Jacqueline’s Space: Astrophysics and Humanity’s Battle Against Impatience

In a world becoming ever more instantaneous and on demand, astrophysicists may be the final hold out in humanity’s battle against impatience. 

Forget same day delivery or even same decade delivery – NASA, alongside the European Space Agency, have set in motion a plan to land Martian rock samples back on earth with an earliest arrival date of 2031. If all goes to plan, these rocks could uncover key information about the red planet’s geological history, and perhaps, signs of life.

NASA took a giant step forward in this decade-long plan Wednesday, Sept. 1. NASA announced that Perseverance, its car-sized Martian rover that landed on Mars in February, collected its first ever rock sample. 

Perseverance drilled the sample out of a rock that rests on a ridge in Jezero Crater, an area believed to be an ancient river delta. The .5 inch by 2.4 inch sample is now stored in one of the 43 sample tubes Perseverance will continue to fill over the next year.

Of course, this is just step one in a long journey. According to NASA, once Perseverance has filled about half of these tubes, it will stash the samples at an identifiable location on the Martian surface. In 2026, NASA plans to launch the Sample Return Lander, which will descend onto the planet with a rover to collect the samples. An ascent vehicle will lift them into orbit where an Earth-return orbiter will be waiting to march the samples millions of miles across space.

Ten years after their collection, after being transferred from machine to machine, if everything goes right, the samples will land on Earth, into the awaiting hands of eager scientists.

The journey seems long and treacherous, but this first successful sampling is really the beginning of the end, the last leg in a centuries-long ultramarathon humanity has been running since we first turned our eyes to the sky. 

Mars, and the possibility of life on the planet, has always captured human imagination. In the 1800s, telescopes turned this fiery red dot into a landscape. Scientists, like Giovanni Schiaparelli and Percival Lowell, observed and mapped lines on the surface. They believed the lines were intricate canals built by intelligent life, and, since then, science fiction and pop culture swarmed with stories and imaginative descriptions of these “Martians.”

NASA’s missions to the planet, beginning with Mariner 4 in 1965, dispelled the notion of intelligent life with their images of the desert landscape, but the question of life on Mars began to transform. Rovers found evidence of the former presence of water now molded into the planet as riverbeds and lake basins. And if there was water, then there could be life.

After many years of wonder, this sample, now riding inside Perseverance, may finally hold the key to humanity’s enduring question about life on other worlds. In this scientific discipline of astrophysics, that measures distance in the speed of light, these next 10 years of collecting, launching and waiting are the final, hopefully victorious, lap. 

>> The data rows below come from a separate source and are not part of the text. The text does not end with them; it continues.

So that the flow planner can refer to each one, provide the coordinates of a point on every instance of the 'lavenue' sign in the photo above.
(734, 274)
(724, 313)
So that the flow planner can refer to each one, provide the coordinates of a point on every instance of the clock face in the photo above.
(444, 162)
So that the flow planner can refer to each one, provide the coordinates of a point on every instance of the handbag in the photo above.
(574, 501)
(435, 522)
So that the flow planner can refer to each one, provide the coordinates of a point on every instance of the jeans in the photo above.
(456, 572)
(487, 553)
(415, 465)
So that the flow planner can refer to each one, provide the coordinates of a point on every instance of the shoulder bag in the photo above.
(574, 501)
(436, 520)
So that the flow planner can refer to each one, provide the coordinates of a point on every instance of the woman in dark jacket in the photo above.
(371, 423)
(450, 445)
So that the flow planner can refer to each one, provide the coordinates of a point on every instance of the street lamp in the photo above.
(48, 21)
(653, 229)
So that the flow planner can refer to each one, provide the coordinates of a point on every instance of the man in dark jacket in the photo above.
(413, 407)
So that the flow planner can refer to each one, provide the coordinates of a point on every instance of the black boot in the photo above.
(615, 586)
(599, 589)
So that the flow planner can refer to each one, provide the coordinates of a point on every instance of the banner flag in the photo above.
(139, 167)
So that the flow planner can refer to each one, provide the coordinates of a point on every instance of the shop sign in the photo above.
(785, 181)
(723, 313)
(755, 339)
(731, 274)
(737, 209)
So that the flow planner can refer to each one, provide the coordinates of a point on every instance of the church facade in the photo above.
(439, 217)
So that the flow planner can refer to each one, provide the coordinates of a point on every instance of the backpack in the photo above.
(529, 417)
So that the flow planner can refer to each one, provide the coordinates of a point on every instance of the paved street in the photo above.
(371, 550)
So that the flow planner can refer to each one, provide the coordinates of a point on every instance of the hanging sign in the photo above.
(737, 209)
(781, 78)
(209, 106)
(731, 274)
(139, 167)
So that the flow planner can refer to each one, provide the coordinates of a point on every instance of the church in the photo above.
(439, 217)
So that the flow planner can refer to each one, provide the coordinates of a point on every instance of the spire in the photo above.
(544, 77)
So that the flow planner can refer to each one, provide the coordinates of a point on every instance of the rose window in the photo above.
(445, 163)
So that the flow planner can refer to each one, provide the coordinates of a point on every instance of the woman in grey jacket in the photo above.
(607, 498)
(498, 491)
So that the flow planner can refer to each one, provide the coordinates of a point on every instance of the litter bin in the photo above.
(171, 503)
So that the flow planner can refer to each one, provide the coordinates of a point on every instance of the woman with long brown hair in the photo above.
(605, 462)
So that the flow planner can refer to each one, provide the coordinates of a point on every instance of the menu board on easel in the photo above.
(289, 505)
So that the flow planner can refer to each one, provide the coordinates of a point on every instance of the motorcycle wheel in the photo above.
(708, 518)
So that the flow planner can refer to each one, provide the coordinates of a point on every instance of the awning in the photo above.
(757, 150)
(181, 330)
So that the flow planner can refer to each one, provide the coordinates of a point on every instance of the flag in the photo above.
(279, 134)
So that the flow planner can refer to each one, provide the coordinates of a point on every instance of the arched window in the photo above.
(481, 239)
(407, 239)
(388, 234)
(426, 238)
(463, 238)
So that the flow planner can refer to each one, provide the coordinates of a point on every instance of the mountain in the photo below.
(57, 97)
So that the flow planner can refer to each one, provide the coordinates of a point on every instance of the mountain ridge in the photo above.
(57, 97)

Often, we get caught up in the world of now. We want to know now, and, almost always, this desire can be filled in a near instant. 

This impatience stems from our finite view of life, with no time to wait. We are so focused on our own existence, our maximum 100 years to impact the Earth.

But Perseverance’s work is built upon centuries of study and wonder about this Red Planet. No one who saw canals on Mars and conjured up the idea of intelligent life is alive today, but they made the path. This is generational effort. 

Astrophysicists can teach us how to wait. For now, they are delighting in Perseverance’s other firsts: the first recorded sounds of the bangs and rattles of a metallic rover traversing the Martian landscape, the first audio recording of winds blowing on the surface of another planet and the flight of Perseverance’s tiny helicopter companion, Ingenuity. They are also planning and preparing to get ready to welcome those small but vital samples to their new home.

And this work today is preparing us for the next step. Humans are not on Mars – yet – but in the tracks Perseverance leaves in the sand, we have made our goal known: we are on our way.